Darryl, Lilly, and Audrey try to hack into the computer when the computer opens an airlock, killing Lilly. Meanwhile, Royd rejects the computerized Adara and threatens leaving if she harms the team, eventually breaking free from the restraints and physically leaving his cabin. He finds Adara and smashes the crystal and wiring above her crypt, which shuts down the ship.

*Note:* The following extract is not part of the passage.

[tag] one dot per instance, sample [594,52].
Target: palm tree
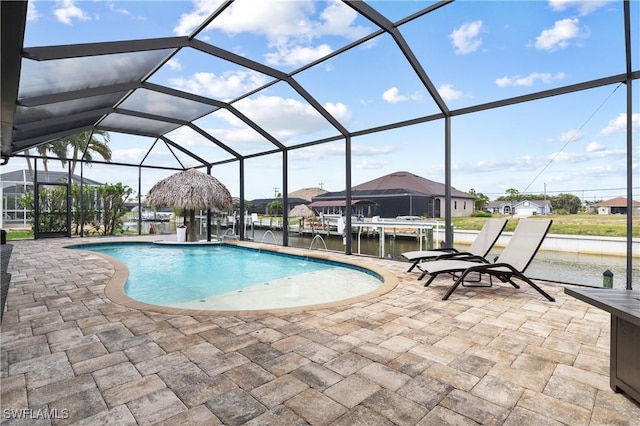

Royd tells the team that he’s shut down the computer, but the cargo bay has been damaged and the ship has started to decompress, meaning implosion if they cannot patch it within three hours. The remaining team members go outside of the Nightflyer to make repairs, and are joined by Royd. Adara, apparently not dead after all, turns the ship back on (though not the artificial gravity), and Keeler flies inside to kill it, followed by Darryl and Audrey. Adara locks Royd, Miranda, and D'Bannin outside of the ship before exploding D'Bannin's pod.

Inside the ship, Keeler is killed trying to cut into Adara's core. Audrey is shot by Adara, and Darryl is stabbed by Jon's possessed corpse. Miranda and Royd, who remains in his pod, find a way inside. Miranda is attacked by Jon's corpse before it is re-killed by Royd. Artificial gravity is restored as Royd struggles to telekinetically electrocute Adara's core. Adara's body emerges from her crypt and electrocutes Royd until Miranda stabs her in the back. The Nightflyer explodes as Royd and Miranda escape in Royd's pod, continuing the mission to find the Valkrens.

==Cast==
- Catherine Mary Stewart as Miranda Dorlac
- Michael Praed as Royd Eris
- John Standing as Michael D'Brannin
- Lisa Blount as Audrey
- Glenn Withrow as Keelor
- James Avery as Darryl
- Annabel Brooks as Eliza
- Michael Des Barres as Jon Winderman

==Production==
===Development===
The film is based on a novella that appears in George R. R. Martin's 1985 short story collection. Originally written in 1980, the 23,000-word novella was published by Analog Science Fiction and Fact. In 1981, at the request of his editor at the time, James Frenkel, Martin expanded the story into a 30,000-word piece, which was published by Dell Publishing, together with Vernor Vinge's True Names, as part of their Binary Star series. In the extended version, Martin supplied additional backstory on several characters, and named secondary characters which were not named in the original version.

Nightflyers is set in the same fictional "Thousand Worlds" universe as several of Martin's other works, including Dying of the Light, Sandkings, A Song for Lya, "The Way of Cross and Dragon", "With Morning Comes Mistfall", and the stories collected in Tuf Voyaging.

===Adaptation===
Screen and television rights were purchased by Vista in 1984, which produced a 1987 film adaptation with a screenplay co-written by Martin, with writer/producer Robert Jaffe. It was directed by Robert Collector, using the pseudonym "T. C. Blake" as he left before post-production was completed. According to Martin, writer/producer Robert Jaffe probably adapted his script from the shorter novella version, since all the secondary characters had different names than the ones he chose in the expanded version. The film grossed $1,149,470. Martin was unhappy about having to cut plot elements in order to accommodate the film's small budget. While not a hit at theatres, Martin believes that the film saved his career, and that everything he has written since exists in large part because of it.

==Home media==
The film was released on VHS, Betamax, and LaserDisc in 1988 by International Video Entertainment.